Most similar to inflation (top 5 with cosine similarity):

• rate (0.78), rates (0.78), unemployment (0.75), inflationary (0.74), growth (0.74).

Look at this list carefully — it's a textbook example of distributional semantics at work. rate(s) are the closest neighbours because the phrase "interest rate" and "inflation rate" co-occur constantly in financial news. unemployment is third because of the Phillips curve: economists, journalists and policymakers spent the entire training corpus discussing inflation and unemployment together, so GloVe learned they belong in the same semantic neighbourhood. inflationary is morphological. growth reflects the macro-vocabulary cluster (growth, inflation, unemployment, output all live near each other in vector space). The model has no notion of economics — it has only word co-occurrences — yet it has internalised the macro vocabulary cluster.
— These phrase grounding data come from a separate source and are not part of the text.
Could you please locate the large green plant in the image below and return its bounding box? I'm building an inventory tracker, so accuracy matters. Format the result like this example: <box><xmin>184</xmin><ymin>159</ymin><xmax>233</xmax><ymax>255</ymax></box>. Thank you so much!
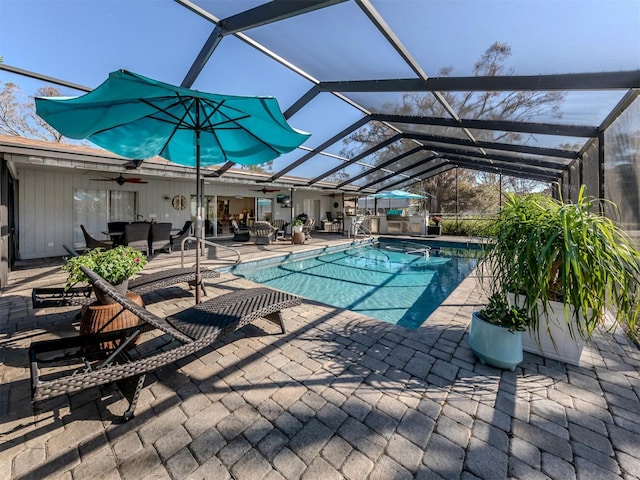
<box><xmin>479</xmin><ymin>186</ymin><xmax>640</xmax><ymax>340</ymax></box>
<box><xmin>62</xmin><ymin>246</ymin><xmax>147</xmax><ymax>289</ymax></box>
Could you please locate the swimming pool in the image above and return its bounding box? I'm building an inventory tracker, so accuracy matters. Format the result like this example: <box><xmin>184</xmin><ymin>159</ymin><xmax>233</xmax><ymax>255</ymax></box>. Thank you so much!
<box><xmin>232</xmin><ymin>239</ymin><xmax>479</xmax><ymax>329</ymax></box>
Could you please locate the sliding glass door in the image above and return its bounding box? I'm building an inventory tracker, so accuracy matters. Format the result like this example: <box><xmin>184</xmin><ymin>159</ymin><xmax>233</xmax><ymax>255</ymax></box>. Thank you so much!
<box><xmin>73</xmin><ymin>189</ymin><xmax>137</xmax><ymax>247</ymax></box>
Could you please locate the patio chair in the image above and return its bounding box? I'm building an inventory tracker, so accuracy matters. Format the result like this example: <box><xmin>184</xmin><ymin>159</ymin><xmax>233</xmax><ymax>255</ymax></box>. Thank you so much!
<box><xmin>302</xmin><ymin>218</ymin><xmax>315</xmax><ymax>239</ymax></box>
<box><xmin>254</xmin><ymin>221</ymin><xmax>278</xmax><ymax>245</ymax></box>
<box><xmin>80</xmin><ymin>225</ymin><xmax>113</xmax><ymax>250</ymax></box>
<box><xmin>272</xmin><ymin>219</ymin><xmax>286</xmax><ymax>240</ymax></box>
<box><xmin>149</xmin><ymin>222</ymin><xmax>172</xmax><ymax>255</ymax></box>
<box><xmin>231</xmin><ymin>219</ymin><xmax>250</xmax><ymax>242</ymax></box>
<box><xmin>123</xmin><ymin>222</ymin><xmax>150</xmax><ymax>255</ymax></box>
<box><xmin>29</xmin><ymin>264</ymin><xmax>301</xmax><ymax>421</ymax></box>
<box><xmin>169</xmin><ymin>220</ymin><xmax>192</xmax><ymax>252</ymax></box>
<box><xmin>107</xmin><ymin>221</ymin><xmax>129</xmax><ymax>246</ymax></box>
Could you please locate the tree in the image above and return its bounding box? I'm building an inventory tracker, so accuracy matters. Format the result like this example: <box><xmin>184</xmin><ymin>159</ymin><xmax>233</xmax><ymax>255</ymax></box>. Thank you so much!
<box><xmin>339</xmin><ymin>42</ymin><xmax>567</xmax><ymax>209</ymax></box>
<box><xmin>0</xmin><ymin>79</ymin><xmax>66</xmax><ymax>141</ymax></box>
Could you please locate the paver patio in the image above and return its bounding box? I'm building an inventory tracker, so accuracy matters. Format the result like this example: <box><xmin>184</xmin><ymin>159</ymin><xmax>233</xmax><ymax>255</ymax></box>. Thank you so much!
<box><xmin>1</xmin><ymin>235</ymin><xmax>639</xmax><ymax>480</ymax></box>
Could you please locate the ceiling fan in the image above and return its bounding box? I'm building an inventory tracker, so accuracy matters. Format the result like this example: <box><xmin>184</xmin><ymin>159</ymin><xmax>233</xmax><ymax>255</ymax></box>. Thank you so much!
<box><xmin>91</xmin><ymin>174</ymin><xmax>149</xmax><ymax>185</ymax></box>
<box><xmin>251</xmin><ymin>187</ymin><xmax>280</xmax><ymax>193</ymax></box>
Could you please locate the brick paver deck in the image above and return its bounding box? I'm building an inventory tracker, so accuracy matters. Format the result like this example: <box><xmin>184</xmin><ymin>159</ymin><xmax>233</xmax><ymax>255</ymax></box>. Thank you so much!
<box><xmin>1</xmin><ymin>235</ymin><xmax>639</xmax><ymax>479</ymax></box>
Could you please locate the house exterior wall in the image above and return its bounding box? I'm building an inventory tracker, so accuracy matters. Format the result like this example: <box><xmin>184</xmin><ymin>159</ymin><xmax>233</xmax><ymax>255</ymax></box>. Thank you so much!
<box><xmin>14</xmin><ymin>165</ymin><xmax>329</xmax><ymax>259</ymax></box>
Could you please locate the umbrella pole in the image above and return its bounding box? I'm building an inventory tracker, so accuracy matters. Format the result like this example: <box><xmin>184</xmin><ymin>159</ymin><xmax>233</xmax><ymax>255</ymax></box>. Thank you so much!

The classic gender analogy king − man + woman ≈ ? returns queen at cosine 0.77, then monarch (0.68), throne (0.68). This is the canonical Mikolov et al. (2013) demonstration: vector arithmetic captures semantic relations. The "gender axis" exists as a learnable direction in the 100-dimensional space.

A finance-specific analogy: euro − europe + japan ≈ ? returns yen at cosine 0.67, then dollar (0.66), drachma (0.59). The currency-country axis works too. (Drachma being third is endearing — the model learned that drachma was a country-specific currency, just from before-2002 Wikipedia.)

Where this comes from. GloVe trains a vocab × vocab co-occurrence matrix from 6 billion tokens of Wikipedia + Gigaword news, then factorises it (a non-linear matrix factorisation, more sophisticated than LSA but the same family of method). Each word is the row of the resulting low-rank matrix. Words appearing in similar contexts — same neighbours within a 10-word window — end up close in vector space.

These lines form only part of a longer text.